Changing the IP Address, Host Name, or Domain of the TRITON Management Server > Re-registering Websense Data Security components

Re-registering Websense Data Security components

Applies to

Websense Web Security Gateway Anywhere 7.6

Websense Data Security 7.6

Websense Email Security Gateway 7.6

Websense Email Security Gateway Anywhere 7.6

In this topic

Overview

Data Security servers and agents

Protector

Websense Content Gateway

Overview

You must re-register all Data Security servers, agents, and protectors when you change the IP address, host name, or domain of the TRITON management server.

Before you start, make sure you know the user name and password of a Data Security administrator who has an access role with System Modules privileges.

Data Security servers and agents

Go to each Data Security server and machine with a Data Security agent installed and do the following:

1.	Launch the Websense installer.

2.	In the installer, for Data Security, select the Modify link.

3.	Accept the defaults in the installer screens and click Next, until you reach the Register with the Data Security Server screen.

4.	In the Register with the Data Security Server screen, enter the new IP address of the TRITON management server along with the user name and password of a TRITON administrator.

When the installers finish:

1.	Log onto TRITON - Data Security, navigate to Settings > Deployment > System Modules and verify that the components appears in the tree view.

2.	Click Deploy.

Protector

1.	Log onto each protector as root.

2.	Run "wizard securecomm".

3.	Enter the Data Security Management Server's IP address along with the user name and password of a Data Security administrator with System Modules privileges.

4.	Log onto TRITON - Data Security, navigate to Settings > Deployment > System Modules and verify that the protector appears in the tree view.

5.	Click Deploy.

Websense Content Gateway

To enable data loss prevention over Web channels, you must connect the Content Gateway module of your Web security solution to the Data Security Management Server. Follow these steps to establish that connection:

1.	Ensure that Content Gateway and Data Security Management Server systems are running and accessible, and that their system clocks are approximately synchronized.

2.	Ensure the Content Gateway machine has a fully qualified domain name (FQDN) that is unique in your network. Host name alone is not sufficient.

3.	If Content Gateway is deployed as a transparent proxy, ensure that traffic to and from the communication interface ("C" on a V-Series appliance) is not subject to transparent routing. If it is, the registration process will be intercepted by the transparent routing and will not complete properly.

4.	Make sure that the IPv4 address of the eth0 NIC on the Content Gateway machine is available (not required if Content Gateway is located on a V-Series appliance). Data Security Management Server uses the eth0 NIC during the registration process.

After registration, the IP address can move to another network interface on the same machine; however, that IP address is used for configuration deployment and must be available as long as the 2 modules are registered.

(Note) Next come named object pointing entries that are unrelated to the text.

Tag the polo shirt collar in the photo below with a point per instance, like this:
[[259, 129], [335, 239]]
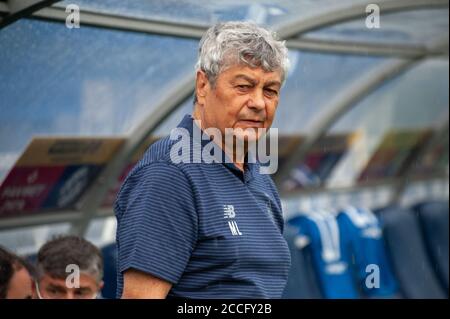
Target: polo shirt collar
[[250, 168]]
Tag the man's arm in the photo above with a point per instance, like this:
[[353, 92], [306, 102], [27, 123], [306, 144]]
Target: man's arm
[[139, 285]]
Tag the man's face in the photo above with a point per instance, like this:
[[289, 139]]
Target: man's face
[[56, 288], [20, 285], [243, 97]]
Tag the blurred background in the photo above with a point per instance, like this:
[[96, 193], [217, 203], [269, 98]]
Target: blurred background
[[363, 126]]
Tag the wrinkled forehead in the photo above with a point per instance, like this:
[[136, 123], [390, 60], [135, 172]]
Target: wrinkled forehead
[[253, 75]]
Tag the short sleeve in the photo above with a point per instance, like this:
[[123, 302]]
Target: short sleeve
[[156, 222]]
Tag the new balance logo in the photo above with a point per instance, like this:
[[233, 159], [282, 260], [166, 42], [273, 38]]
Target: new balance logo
[[234, 229], [229, 213]]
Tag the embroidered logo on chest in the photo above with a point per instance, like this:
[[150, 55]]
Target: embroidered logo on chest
[[230, 214]]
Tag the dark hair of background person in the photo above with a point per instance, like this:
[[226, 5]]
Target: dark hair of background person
[[56, 254]]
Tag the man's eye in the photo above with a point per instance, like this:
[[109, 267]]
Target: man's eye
[[271, 93], [243, 87]]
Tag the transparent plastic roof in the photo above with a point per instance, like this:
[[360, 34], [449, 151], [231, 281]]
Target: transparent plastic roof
[[92, 81], [208, 12], [414, 27], [392, 122]]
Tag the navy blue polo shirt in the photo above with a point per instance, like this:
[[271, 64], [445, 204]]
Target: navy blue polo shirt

5.	From the Content Gateway Manager, select Configure > Basic > General.

6.	Make sure Data Security is turned on (the On radio button and Integrated on-box must be selected). Now click the Not Registered link. This opens the Configure > Security > Data Security registration screen.

7.	Enter the IP address of the Data Security Management Server.

8.	Enter a user name and password for a Data Security administrator with Manage System Modules privileges.

9.	Click Register. You are reminded to synchronize the system time between the proxy machine and the Data Security Management Server.

10.	If registration succeeds, a Data Security Configuration page displays. Set the following configuration options:

a.	Analyze FTP Uploads: Enable this option to send FTP uploads to Data Security for analysis and policy enforcement.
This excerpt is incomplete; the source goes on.